In what is seen as a blow to international rail cooperation, DB (German Rail) has announced it will no longer sell tickets for the Thalys high-speed train service from June 9.
The decision will mainly affect those passengers using the high-speed line linking Brussels with Cologne which is served by both Thalys and DB’s ICE trains.
Passengers will lose out because they cannot book the full range of services and, if they know that two operators ply this route, they will have to purchase separate tickets with all the complications that will entail.
The Brussels-Cologne route was recently upgraded to high-speed operation. It’s popular not just with travellers within mainland Europe but also with those originating in the UK and who are bound for Germany and beyond because Cologne is a major rail interchange.
Currently high-speed trains on this line take around 1hr 50mins to accomplish the trip.

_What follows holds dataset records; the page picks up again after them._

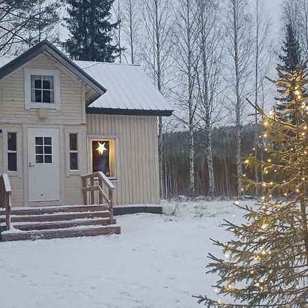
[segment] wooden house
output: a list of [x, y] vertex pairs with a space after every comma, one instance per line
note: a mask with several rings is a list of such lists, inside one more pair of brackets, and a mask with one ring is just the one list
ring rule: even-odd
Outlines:
[[2, 240], [118, 233], [114, 205], [158, 204], [157, 116], [171, 113], [139, 66], [46, 40], [0, 57]]

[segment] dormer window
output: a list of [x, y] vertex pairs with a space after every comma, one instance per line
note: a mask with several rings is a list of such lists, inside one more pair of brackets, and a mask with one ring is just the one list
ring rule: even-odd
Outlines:
[[57, 70], [25, 68], [25, 108], [60, 110]]

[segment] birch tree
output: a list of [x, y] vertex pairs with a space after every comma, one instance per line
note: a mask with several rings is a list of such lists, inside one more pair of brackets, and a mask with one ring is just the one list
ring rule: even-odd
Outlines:
[[[205, 133], [206, 159], [207, 163], [208, 196], [215, 194], [214, 172], [212, 153], [212, 130], [219, 120], [219, 112], [215, 102], [220, 94], [222, 60], [222, 33], [220, 20], [220, 8], [216, 0], [197, 0], [198, 52], [200, 57], [197, 83], [199, 105], [197, 109], [201, 128]], [[215, 116], [214, 117], [213, 116]]]
[[179, 91], [177, 98], [180, 108], [187, 113], [181, 118], [189, 131], [189, 194], [194, 195], [195, 112], [197, 107], [195, 91], [197, 66], [197, 14], [196, 0], [179, 0], [175, 11], [174, 44]]
[[[172, 49], [171, 4], [169, 0], [140, 0], [145, 27], [145, 40], [140, 42], [141, 58], [158, 90], [166, 94]], [[163, 162], [163, 119], [158, 119], [158, 153], [160, 194], [165, 196]]]
[[128, 62], [134, 64], [137, 61], [140, 41], [140, 10], [137, 0], [123, 0], [123, 34], [127, 44]]
[[[269, 57], [268, 49], [267, 49], [268, 38], [269, 36], [269, 29], [270, 22], [268, 15], [264, 10], [264, 2], [263, 0], [255, 0], [254, 8], [255, 25], [254, 31], [254, 53], [255, 53], [255, 81], [254, 81], [254, 96], [255, 104], [263, 105], [263, 103], [259, 102], [261, 95], [262, 86], [266, 81], [266, 75], [268, 72], [267, 68], [269, 67], [270, 57]], [[255, 114], [255, 156], [258, 157], [259, 148], [259, 120], [258, 115]], [[257, 166], [255, 166], [255, 179], [256, 182], [259, 181], [259, 170]], [[259, 194], [259, 187], [255, 186], [255, 194]]]
[[122, 11], [122, 5], [120, 0], [117, 0], [112, 4], [112, 10], [116, 18], [115, 22], [117, 24], [116, 28], [113, 29], [114, 38], [116, 40], [116, 44], [118, 49], [118, 61], [122, 63], [123, 53], [124, 49], [122, 48], [122, 27], [123, 24], [123, 13]]
[[251, 75], [251, 23], [246, 0], [228, 0], [226, 14], [226, 51], [228, 55], [226, 79], [232, 95], [231, 105], [236, 127], [236, 172], [238, 194], [242, 194], [242, 134], [245, 114], [244, 97]]

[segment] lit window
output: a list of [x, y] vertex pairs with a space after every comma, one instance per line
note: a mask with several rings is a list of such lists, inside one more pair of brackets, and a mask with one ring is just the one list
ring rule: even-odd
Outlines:
[[55, 102], [53, 76], [31, 75], [31, 101], [51, 103]]
[[93, 172], [102, 171], [107, 177], [114, 177], [114, 141], [92, 141], [92, 166]]
[[78, 136], [70, 133], [70, 168], [78, 170]]
[[17, 171], [17, 133], [8, 133], [8, 170]]

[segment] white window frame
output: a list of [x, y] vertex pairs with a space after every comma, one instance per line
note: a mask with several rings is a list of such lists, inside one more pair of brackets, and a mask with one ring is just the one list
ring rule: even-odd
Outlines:
[[113, 172], [113, 175], [108, 177], [110, 180], [117, 180], [118, 177], [117, 171], [117, 144], [118, 136], [88, 136], [88, 159], [89, 159], [89, 172], [90, 173], [93, 172], [93, 166], [92, 166], [92, 142], [93, 141], [110, 141], [112, 142], [112, 157], [110, 157], [110, 166]]
[[[31, 75], [53, 76], [54, 86], [53, 103], [36, 103], [31, 101]], [[60, 86], [59, 70], [25, 68], [25, 109], [53, 109], [61, 110]]]
[[[70, 149], [70, 135], [76, 135], [77, 137], [77, 150]], [[68, 149], [69, 149], [69, 166], [70, 166], [70, 172], [79, 172], [79, 133], [68, 133]], [[75, 153], [77, 155], [77, 168], [70, 169], [70, 153]]]

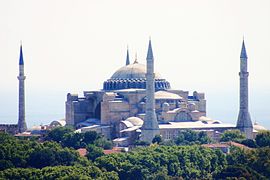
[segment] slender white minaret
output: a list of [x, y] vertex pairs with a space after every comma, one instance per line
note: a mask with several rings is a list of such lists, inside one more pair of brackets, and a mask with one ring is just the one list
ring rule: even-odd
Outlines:
[[130, 64], [129, 61], [129, 52], [128, 52], [128, 48], [127, 48], [127, 57], [126, 57], [126, 66]]
[[22, 45], [20, 47], [20, 59], [19, 59], [19, 76], [17, 77], [19, 80], [19, 118], [18, 118], [18, 131], [20, 133], [25, 132], [27, 130], [26, 122], [25, 122], [25, 93], [24, 93], [24, 62], [23, 62], [23, 52]]
[[248, 71], [247, 71], [247, 53], [245, 42], [243, 40], [240, 55], [240, 110], [237, 120], [237, 128], [245, 133], [249, 139], [253, 138], [253, 125], [248, 110]]
[[149, 40], [146, 61], [146, 115], [141, 128], [141, 140], [151, 143], [155, 135], [160, 134], [155, 111], [155, 74], [151, 40]]

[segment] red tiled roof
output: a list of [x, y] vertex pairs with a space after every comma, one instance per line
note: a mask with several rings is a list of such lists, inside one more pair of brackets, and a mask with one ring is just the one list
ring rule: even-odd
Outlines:
[[203, 147], [208, 147], [208, 148], [227, 148], [229, 147], [228, 144], [203, 144]]

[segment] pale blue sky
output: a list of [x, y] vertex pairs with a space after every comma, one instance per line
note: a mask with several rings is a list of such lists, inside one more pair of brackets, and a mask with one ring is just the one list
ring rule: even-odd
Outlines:
[[35, 124], [64, 117], [67, 92], [102, 88], [127, 45], [145, 63], [149, 36], [172, 88], [205, 92], [208, 115], [234, 123], [245, 36], [251, 116], [270, 128], [269, 0], [0, 0], [0, 32], [0, 123], [17, 120], [20, 40]]

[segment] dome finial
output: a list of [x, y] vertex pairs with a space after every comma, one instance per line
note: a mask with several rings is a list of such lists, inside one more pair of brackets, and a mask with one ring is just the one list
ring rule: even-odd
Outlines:
[[240, 58], [243, 58], [243, 59], [247, 59], [248, 58], [247, 57], [247, 52], [246, 52], [246, 46], [245, 46], [244, 36], [243, 36], [242, 50], [241, 50]]
[[137, 52], [135, 53], [135, 61], [134, 61], [134, 63], [133, 63], [133, 64], [136, 64], [136, 63], [138, 63], [138, 59], [137, 59]]

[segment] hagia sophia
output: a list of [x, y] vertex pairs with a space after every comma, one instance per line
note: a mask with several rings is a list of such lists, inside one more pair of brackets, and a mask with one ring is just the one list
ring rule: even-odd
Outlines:
[[[83, 97], [68, 93], [65, 119], [53, 121], [48, 126], [73, 126], [76, 132], [97, 131], [118, 146], [128, 146], [136, 140], [151, 142], [156, 135], [170, 140], [186, 129], [205, 131], [214, 139], [225, 130], [239, 129], [247, 138], [254, 138], [258, 130], [265, 128], [253, 124], [249, 115], [247, 59], [243, 41], [240, 108], [236, 125], [208, 118], [204, 93], [172, 89], [170, 82], [154, 71], [154, 53], [149, 40], [146, 65], [137, 58], [131, 62], [127, 50], [125, 65], [103, 82], [101, 90], [84, 91]], [[22, 47], [19, 67], [18, 124], [0, 124], [0, 130], [14, 134], [27, 130]]]

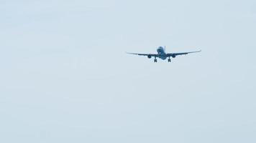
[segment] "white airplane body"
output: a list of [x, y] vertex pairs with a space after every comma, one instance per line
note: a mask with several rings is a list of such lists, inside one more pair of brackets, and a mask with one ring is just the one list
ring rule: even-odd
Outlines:
[[183, 52], [183, 53], [166, 53], [165, 52], [165, 46], [163, 48], [163, 46], [159, 46], [157, 49], [157, 54], [138, 54], [138, 53], [127, 53], [129, 54], [136, 54], [139, 56], [147, 56], [149, 59], [152, 58], [152, 56], [155, 57], [154, 62], [157, 62], [157, 58], [160, 58], [163, 60], [166, 59], [168, 58], [168, 62], [170, 62], [170, 57], [175, 58], [176, 56], [178, 55], [184, 55], [188, 54], [191, 53], [196, 53], [200, 52], [200, 51], [189, 51], [189, 52]]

Trains operate roughly every hour during the busiest times of the day and DB’s website (bahn.com) currently displays all services and sells tickets for both itself and Thalys. But Thalys sales will cease from June 9.

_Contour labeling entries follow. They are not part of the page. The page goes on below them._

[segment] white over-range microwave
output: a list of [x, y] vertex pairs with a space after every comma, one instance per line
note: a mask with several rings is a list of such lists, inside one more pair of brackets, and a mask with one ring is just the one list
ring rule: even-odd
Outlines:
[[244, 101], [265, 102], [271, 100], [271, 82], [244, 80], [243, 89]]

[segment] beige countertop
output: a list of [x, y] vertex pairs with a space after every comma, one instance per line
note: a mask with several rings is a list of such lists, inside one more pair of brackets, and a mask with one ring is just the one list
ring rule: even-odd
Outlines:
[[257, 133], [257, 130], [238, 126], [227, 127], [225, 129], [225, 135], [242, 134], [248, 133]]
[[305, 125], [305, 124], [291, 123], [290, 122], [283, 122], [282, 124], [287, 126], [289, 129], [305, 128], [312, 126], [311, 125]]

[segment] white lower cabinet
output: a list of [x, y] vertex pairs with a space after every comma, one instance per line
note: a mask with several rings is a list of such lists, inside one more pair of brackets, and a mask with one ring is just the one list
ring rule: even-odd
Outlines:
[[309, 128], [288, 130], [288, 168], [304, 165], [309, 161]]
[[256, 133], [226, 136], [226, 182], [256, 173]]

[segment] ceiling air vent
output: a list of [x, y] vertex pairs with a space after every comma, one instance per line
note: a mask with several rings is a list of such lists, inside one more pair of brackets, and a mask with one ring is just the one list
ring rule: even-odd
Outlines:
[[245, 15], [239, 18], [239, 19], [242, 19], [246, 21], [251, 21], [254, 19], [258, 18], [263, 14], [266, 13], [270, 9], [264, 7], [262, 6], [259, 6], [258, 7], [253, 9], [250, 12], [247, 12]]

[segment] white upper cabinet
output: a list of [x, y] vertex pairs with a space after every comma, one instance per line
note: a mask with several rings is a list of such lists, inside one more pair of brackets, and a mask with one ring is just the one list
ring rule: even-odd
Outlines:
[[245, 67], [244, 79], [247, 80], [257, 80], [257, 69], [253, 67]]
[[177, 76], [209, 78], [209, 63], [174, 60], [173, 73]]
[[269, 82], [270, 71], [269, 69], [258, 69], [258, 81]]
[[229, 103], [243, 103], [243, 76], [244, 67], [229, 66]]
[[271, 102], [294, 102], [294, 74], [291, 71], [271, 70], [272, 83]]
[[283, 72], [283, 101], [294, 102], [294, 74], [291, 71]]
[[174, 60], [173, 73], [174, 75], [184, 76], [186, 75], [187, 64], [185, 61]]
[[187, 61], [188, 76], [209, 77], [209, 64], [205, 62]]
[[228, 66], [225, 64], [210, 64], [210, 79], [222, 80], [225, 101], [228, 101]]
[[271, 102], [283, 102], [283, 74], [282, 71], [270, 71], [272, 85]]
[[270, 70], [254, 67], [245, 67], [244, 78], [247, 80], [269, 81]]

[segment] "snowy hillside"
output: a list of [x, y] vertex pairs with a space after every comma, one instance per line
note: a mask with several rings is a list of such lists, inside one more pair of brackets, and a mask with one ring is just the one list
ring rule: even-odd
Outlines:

Why is DB making this decision?
Thalys is jointly owned by the railway networks of France, Belgium and Germany. DB is selling its modest 10 per cent shareholding, hence its parting of the ways with Thalys.
But DB’s move would appear to conflict with the aims of Railteam alliance (railteam.eu). This trade body, comprising national rail networks, was set up in 2007 so that rival companies would work together to promote high-speed trains within Europe.
The ideal of one European network is still far from being realised.
Last year, DB confirmed that it remains committed to operating international trains from London St Pancras (see online news, December 2012).